Imunizantes deverão conter a origem LP.8.1 do vírus Sars-CoV-2 para maior proteção; doses antigas terão prazo de uso limitado
A Anvisa (Agência Nacional de Vigilância Sanitária) determinou que as vacinas contra a Covid-19 a serem utilizadas no Brasil passem por uma atualização obrigatória em sua composição.
A medida, publicada nesta quarta-feira (25), visa garantir que os imunizantes ofereçam proteção mais eficaz contra a cepa LP.8.1 do vírus Sars-CoV-2, que se tornou predominante no país.

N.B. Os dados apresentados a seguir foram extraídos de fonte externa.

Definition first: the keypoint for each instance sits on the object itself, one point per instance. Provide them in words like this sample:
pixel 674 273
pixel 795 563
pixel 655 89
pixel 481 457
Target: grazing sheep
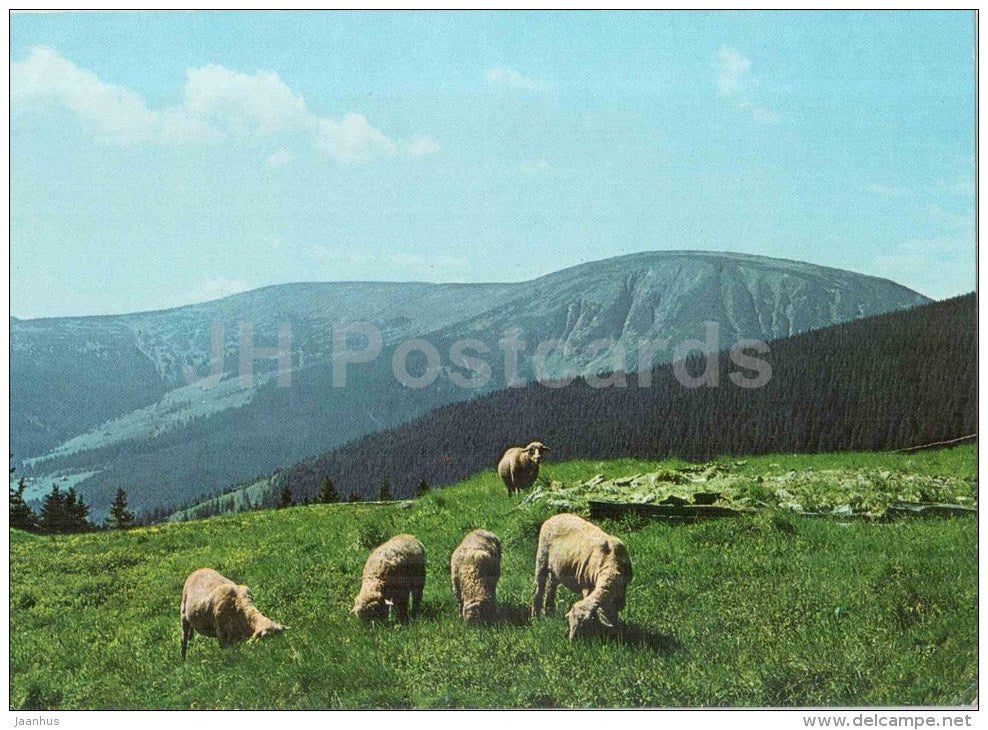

A determinação da Anvisa (instrução normativa N° 429, de 23 de março de 2026) estabelece que as novas vacinas deverão ser monovalentes e conter exclusivamente a cepa LP.8.1. Essa mudança reflete a constante evolução do vírus e a necessidade de adaptar as estratégias de vacinação para manter a população protegida.
A LP.8.1 é a nova versão da Covid-19 que mais circula no Brasil, sendo uma evolução da antiga JN.1. Ela não é considerada mais agressiva, e o principal motivo de não causar casos tão graves hoje é a eficácia das vacinas, que continuam protegendo muito bem.
O alerta maior vai para os idosos, que ainda são os que mais sofrem com complicações respiratórias, por isso é fundamental que esse grupo esteja com a vacinação em dia para garantir que o risco continue baixo.
O que muda na prática?
Com a nova regra, os fabricantes de vacinas deverão submeter à Anvisa os dados de atualização de seus imunizantes, incluindo informações de produção, qualidade e estudos de imunogenicidade. Isso significa que as vacinas que chegarem ao mercado brasileiro a partir de agora estarão alinhadas com as variantes mais recentes do vírus.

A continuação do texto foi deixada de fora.